An even worse source for these is the laundry (detergent, fabric softener, dryer sheets). It is released into the air during the wash cycle as VOCs and atomization from the water being agitated, it gets pumped into the environmental air constantly because every chimp is using it, and it stays in the clothes even after a high temp dry cycle. The shit is just a bunch of pheromone mimicking and endocrine disrupting bullshit that much of is the result of fractional distillation of crude products similar to gasoline, benzene...
People will complain to no end about a pureed bean, but pay no mind to what they and their neighbor are doing every day to fuck up our physiology.
Noah Bailey
Enjoy it. It's so comfy to have. Just use a soft biodegradable nontoxic soap if you have these paranoid worries.

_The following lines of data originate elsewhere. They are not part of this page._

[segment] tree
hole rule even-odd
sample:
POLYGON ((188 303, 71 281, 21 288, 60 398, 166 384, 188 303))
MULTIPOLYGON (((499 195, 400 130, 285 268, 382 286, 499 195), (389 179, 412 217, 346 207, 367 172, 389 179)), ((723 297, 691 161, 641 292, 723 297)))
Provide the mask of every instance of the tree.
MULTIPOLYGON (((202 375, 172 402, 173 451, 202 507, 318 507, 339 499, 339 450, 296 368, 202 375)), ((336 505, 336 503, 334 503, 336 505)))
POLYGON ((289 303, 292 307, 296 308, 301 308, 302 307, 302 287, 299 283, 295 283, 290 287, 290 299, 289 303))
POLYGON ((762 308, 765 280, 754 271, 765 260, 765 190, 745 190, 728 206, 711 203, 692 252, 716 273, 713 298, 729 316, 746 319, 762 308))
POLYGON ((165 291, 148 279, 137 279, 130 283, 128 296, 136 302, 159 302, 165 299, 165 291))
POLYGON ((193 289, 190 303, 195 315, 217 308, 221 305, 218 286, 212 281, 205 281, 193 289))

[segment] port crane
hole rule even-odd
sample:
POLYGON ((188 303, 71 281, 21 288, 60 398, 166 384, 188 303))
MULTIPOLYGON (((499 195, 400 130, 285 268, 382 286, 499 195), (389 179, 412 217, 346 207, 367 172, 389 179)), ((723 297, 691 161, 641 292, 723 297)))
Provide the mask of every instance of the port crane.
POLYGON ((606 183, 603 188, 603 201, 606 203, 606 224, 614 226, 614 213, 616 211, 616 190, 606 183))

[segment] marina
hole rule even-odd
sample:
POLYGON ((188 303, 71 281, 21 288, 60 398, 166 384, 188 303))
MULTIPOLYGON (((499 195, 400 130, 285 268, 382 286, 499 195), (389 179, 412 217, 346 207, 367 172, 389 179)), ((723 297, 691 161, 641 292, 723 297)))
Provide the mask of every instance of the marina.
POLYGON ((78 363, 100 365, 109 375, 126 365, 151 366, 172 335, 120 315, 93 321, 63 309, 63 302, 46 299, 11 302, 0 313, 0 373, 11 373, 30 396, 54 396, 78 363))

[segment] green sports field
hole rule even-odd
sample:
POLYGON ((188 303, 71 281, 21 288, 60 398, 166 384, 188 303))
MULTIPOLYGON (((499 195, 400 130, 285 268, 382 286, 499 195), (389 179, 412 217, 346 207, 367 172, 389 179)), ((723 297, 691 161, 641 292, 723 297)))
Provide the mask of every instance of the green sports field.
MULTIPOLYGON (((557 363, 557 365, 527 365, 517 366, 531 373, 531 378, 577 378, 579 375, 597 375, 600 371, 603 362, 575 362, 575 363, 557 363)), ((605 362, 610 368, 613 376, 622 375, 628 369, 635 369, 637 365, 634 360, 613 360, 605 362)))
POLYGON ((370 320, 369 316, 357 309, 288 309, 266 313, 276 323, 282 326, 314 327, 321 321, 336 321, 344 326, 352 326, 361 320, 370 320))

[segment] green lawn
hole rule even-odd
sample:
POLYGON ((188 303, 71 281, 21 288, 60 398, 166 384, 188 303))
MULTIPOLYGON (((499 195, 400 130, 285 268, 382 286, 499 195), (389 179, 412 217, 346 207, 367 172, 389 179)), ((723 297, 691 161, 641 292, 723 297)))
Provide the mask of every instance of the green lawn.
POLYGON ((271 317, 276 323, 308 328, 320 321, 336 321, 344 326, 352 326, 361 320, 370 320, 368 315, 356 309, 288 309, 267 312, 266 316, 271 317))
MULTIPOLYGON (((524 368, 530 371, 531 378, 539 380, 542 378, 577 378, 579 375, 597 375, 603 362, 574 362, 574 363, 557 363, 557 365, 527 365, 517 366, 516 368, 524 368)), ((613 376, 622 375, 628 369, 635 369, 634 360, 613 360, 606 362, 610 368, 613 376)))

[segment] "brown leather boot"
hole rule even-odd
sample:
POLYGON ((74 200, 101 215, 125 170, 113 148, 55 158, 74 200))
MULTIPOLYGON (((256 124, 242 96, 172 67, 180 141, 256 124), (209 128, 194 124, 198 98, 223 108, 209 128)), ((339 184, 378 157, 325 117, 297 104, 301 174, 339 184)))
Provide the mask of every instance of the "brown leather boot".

Or just run it again a second time without any soap.
Parker Murphy
what what did we do this time
Nolan Ward
even im skeptical of this one.
Blake Robinson
Fuck off. I have an apartment sized dishwasher and it saves hours of my life, which I can then piss away shitposting here. I've never had detergent residue, and if it starts becoming a problem I can run an extra ten minute rinse cycle after the main wash. Rent includes utilities, I'll throw a heap of pots in there I could have washed in five minutes just because I fucking can.
This desu. I can't believe nobody here is redpilled on Vitamin D creation by putting things in the sunglight.
Hunter Roberts
no cats were harmed during the filming of this 10/10
Gabriel King
I have a dishwasher, it's called my husband ;^ )
Henry King
Actually I could see this being true with all of these “energy efficient” dishwashers these days.
Jordan Taylor
i always love when der juden play along with pol memes
Landon Cooper
If you are too much of a lazy shit to wash the dish you just ate out of after you finish youare scum and everything that's wrong with this world. If you are the one cooking you should use the time it takes the food to cool to wash up.
Ryan Ramirez
No, been using plastic throwaway plates/cuttlery ever since moving out of my parents' house and couldn't be happier with that choice.